Nella sua "Storia" lei ha riunito novecento illustratrici. Oltre alla discriminazione, cosa le accomuna?
«Direi le strategie messe in atto per potersi comunque esprimere nei territori minimi loro consentiti, quelli dei giornali e dei libri per l’infanzia, dei soggetti religiosi ed edificanti, degli almanacchi femminili e di moda, e che riconducono tutte a una caparbia, quanto perennemente sottovalutata qualità professionale. Adriana Fabbri, in arte Adrì, cugina di Umberto Boccioni, nel 1912 vinse un concorso di arte umoristica con una vignetta della Gioconda strangolata da due mani maschili… Marina Battigelli illustrò un centinaio di titoli religiosi per la SEI e per "Vita e pensiero". Quando nel 1940 venne chiamata da "La Scala d’Oro", la più popolare collana di classici per ragazzi degli anni Trenta, non a caso le fu proposto Quo vadis?. Solo nel 1924 una illustratrice poté misurarsi con Pinocchio, Maria Augusta Cavalieri, ma al seguito di suo padre Luigi».

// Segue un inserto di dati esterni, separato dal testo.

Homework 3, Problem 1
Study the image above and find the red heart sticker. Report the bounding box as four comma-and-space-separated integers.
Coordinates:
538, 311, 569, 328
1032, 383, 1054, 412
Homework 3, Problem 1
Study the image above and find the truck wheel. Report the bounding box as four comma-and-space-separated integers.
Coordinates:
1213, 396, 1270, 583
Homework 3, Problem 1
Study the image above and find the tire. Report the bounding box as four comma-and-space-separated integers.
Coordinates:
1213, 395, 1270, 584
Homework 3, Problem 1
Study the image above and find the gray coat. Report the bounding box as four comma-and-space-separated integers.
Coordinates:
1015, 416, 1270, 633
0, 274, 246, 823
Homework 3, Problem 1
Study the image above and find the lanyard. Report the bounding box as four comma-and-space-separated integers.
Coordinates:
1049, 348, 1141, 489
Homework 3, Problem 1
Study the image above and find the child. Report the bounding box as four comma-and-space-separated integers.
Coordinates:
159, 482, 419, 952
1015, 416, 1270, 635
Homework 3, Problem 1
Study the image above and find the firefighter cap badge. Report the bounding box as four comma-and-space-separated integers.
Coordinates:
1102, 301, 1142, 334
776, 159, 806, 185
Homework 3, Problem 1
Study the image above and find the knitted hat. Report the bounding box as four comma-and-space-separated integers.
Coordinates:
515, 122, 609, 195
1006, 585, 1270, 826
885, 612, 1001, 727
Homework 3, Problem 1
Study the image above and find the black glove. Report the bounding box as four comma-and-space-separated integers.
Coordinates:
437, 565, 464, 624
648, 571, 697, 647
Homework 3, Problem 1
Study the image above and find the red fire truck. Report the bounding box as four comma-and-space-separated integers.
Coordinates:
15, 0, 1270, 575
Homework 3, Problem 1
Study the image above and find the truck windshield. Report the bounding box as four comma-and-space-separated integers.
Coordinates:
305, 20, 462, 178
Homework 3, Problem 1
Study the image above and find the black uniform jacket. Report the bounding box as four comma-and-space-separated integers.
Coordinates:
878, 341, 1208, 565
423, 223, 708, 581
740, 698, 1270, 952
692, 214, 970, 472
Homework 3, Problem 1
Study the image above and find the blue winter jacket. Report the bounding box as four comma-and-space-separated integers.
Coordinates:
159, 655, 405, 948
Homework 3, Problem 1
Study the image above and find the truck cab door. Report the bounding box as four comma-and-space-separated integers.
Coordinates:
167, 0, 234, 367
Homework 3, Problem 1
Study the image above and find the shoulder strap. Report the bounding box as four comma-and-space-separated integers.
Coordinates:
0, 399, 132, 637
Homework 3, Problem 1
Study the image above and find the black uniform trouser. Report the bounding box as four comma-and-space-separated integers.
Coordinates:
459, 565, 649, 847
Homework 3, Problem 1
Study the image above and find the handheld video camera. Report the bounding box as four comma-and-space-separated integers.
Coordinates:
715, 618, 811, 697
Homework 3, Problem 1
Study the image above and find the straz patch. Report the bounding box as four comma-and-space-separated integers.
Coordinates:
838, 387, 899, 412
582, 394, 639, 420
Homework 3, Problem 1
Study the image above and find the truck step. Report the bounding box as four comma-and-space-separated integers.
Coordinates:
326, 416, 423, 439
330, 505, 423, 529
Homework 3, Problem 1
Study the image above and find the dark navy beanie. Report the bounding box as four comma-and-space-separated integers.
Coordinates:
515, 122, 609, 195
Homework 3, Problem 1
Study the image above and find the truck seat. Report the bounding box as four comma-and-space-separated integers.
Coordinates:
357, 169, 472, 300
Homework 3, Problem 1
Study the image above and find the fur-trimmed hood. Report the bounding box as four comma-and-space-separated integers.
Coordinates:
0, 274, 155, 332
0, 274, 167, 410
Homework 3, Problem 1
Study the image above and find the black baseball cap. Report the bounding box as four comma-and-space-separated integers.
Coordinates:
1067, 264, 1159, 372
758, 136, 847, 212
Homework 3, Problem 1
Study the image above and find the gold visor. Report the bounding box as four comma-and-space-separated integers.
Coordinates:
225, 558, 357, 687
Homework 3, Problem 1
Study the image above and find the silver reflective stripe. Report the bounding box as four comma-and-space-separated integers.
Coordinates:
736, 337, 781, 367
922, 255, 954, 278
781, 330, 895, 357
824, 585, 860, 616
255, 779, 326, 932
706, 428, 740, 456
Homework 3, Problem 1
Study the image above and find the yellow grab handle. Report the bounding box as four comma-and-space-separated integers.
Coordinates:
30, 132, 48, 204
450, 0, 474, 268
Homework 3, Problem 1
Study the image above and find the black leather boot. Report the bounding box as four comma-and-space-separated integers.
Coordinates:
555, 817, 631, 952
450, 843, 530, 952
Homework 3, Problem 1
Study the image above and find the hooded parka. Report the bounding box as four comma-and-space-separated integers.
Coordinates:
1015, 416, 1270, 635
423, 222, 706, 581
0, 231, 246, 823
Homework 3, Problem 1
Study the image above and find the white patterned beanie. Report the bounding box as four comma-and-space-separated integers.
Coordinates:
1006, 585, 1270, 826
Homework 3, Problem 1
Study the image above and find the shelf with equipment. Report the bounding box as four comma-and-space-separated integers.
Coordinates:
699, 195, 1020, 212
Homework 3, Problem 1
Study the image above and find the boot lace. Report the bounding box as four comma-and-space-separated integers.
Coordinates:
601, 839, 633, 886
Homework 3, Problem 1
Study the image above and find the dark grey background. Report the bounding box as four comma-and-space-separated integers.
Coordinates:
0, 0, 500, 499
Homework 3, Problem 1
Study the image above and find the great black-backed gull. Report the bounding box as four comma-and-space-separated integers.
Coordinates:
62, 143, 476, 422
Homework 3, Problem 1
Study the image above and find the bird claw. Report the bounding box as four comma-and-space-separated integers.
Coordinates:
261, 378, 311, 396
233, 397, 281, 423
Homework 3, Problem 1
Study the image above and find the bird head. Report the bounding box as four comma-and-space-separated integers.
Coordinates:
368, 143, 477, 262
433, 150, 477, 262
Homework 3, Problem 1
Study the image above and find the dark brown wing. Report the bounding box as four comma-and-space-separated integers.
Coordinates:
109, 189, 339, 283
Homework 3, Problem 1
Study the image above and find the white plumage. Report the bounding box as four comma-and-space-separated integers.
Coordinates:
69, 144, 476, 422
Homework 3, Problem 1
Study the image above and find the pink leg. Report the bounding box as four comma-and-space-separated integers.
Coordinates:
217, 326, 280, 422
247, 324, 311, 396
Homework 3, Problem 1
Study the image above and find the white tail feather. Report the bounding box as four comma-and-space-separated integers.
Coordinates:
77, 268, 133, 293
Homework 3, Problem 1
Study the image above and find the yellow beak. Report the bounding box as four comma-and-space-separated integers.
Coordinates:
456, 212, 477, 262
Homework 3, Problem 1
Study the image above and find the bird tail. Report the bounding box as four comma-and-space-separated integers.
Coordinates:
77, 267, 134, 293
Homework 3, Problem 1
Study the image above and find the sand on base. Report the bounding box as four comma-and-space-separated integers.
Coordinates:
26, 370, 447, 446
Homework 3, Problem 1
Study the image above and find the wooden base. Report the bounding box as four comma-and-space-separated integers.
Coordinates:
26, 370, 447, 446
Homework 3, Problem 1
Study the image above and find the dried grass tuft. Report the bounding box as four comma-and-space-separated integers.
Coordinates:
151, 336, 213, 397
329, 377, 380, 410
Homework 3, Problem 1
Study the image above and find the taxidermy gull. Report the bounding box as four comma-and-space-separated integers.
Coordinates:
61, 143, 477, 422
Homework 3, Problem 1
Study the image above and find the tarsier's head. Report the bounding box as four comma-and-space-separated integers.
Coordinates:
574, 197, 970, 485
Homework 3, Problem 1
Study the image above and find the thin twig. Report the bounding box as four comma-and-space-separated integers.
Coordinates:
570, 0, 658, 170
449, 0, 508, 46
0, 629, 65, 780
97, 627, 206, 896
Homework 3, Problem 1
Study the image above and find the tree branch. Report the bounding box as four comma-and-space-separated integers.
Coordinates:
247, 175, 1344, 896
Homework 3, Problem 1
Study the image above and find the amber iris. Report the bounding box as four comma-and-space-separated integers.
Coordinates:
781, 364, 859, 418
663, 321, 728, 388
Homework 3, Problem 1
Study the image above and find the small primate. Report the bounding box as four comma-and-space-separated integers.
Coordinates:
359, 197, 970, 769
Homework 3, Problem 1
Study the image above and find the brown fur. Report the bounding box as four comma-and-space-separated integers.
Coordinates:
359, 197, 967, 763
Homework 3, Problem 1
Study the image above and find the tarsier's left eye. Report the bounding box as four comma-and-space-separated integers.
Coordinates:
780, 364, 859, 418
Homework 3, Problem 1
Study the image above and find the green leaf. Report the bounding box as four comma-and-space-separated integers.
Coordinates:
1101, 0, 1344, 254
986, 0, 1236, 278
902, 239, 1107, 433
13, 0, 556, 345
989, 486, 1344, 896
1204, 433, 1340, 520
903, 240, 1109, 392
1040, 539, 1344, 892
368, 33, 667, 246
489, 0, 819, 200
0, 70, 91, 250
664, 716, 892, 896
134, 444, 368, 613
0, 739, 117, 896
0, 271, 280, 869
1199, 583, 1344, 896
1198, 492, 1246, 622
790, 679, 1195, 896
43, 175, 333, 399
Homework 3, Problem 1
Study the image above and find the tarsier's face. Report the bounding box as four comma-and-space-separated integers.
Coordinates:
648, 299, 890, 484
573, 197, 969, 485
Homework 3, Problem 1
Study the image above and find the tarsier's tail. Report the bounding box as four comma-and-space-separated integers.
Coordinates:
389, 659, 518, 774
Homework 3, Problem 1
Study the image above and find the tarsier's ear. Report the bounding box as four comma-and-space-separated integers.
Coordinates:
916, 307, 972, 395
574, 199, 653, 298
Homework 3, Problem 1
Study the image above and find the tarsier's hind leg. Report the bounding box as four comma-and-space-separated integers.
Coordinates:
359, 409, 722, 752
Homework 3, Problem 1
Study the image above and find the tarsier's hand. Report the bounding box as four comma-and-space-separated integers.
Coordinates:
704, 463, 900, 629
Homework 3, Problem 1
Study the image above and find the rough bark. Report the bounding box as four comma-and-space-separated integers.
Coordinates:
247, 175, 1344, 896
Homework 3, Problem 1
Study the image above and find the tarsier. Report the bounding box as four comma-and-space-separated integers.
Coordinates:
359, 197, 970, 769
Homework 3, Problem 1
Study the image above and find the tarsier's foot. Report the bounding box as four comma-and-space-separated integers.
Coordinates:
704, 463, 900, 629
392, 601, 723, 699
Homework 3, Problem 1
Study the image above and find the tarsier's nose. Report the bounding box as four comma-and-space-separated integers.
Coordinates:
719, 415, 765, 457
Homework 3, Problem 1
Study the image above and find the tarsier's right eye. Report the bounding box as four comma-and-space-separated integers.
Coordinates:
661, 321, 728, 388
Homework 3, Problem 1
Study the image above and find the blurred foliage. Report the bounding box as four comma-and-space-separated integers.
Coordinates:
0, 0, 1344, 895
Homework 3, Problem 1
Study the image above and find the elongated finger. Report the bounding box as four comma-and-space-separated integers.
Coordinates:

Però il Novecento si era aperto, proprio a Bologna, con il primo giornale modernista, "Italia ride" nelle cui pagine la rappresentanza femminile era importante.
«Italia ride, che nasce nel 1900 e prosegue per 26 splendidi numeri da gennaio a giugno, pubblica nove illustrazioni di quattro donne; per fare un paragone L’Illustrazione Italiana di Treves accoglie la prima artista, Adelina Zandrino, solo nel 1913, a 40 anni dalla sua fondazione. Nel 1905 appare a Torino il quindicinale La Donna, a fine 1908 nasce il Corriere dei Piccoli, che è un’idea di Paola Lombroso, figlia di Cesare. Sono i fermenti di quello che ho chiamato Novecento aurorale, interrotti dalle guerre e dai dopoguerra. Il filo si riannoda solo negli anni Sessanta».
Grazie al movimento delle donne e al Sessantotto?
«Non solo. Nel 1966 Rosellina Archinto fonda la Emme Edizioni e ribalta la letteratura per l’infanzia. Nel 1965 esce una rivista come Linus. Nel 1964 nasce la Fiera del libro per ragazzi di Bologna che dal 1967, e sono felice d’averlo suggerito, affianca alla mostra mercato degli editori la mostra degli illustratori. Tre episodi nodali per il destino delle illustratrici. Fino a che negli anni Novanta si approda a quella che chiamo "parità superata": servono figure per l’unica editoria che non subisca crisi, quella per i ragazzi, e le artiste conquistano finalmente il ruolo che loro spetta. Oggi sono tantissime, bravissime».
Ma tra tutte, quella che lei ha amato di più?
«Bruna Moretti, in arte Brunetta Mateldi: la sola che nel libro abbia una figura su due pagine. Massima illustratrice italiana del Novecento, pittrice giornalista e stilista, ha pubblicato su Vogue e Harper’s Bazar. Mi occupai di lei anche nel 1981 quando curai una piccola pubblicazione e mostra, Caste dive nella vampa stridente. Sessanta illustratrici in Italia dalla fine dell’Ottocento agli anni Quaranta. Rileggere le sue lettere è piangere di gioia».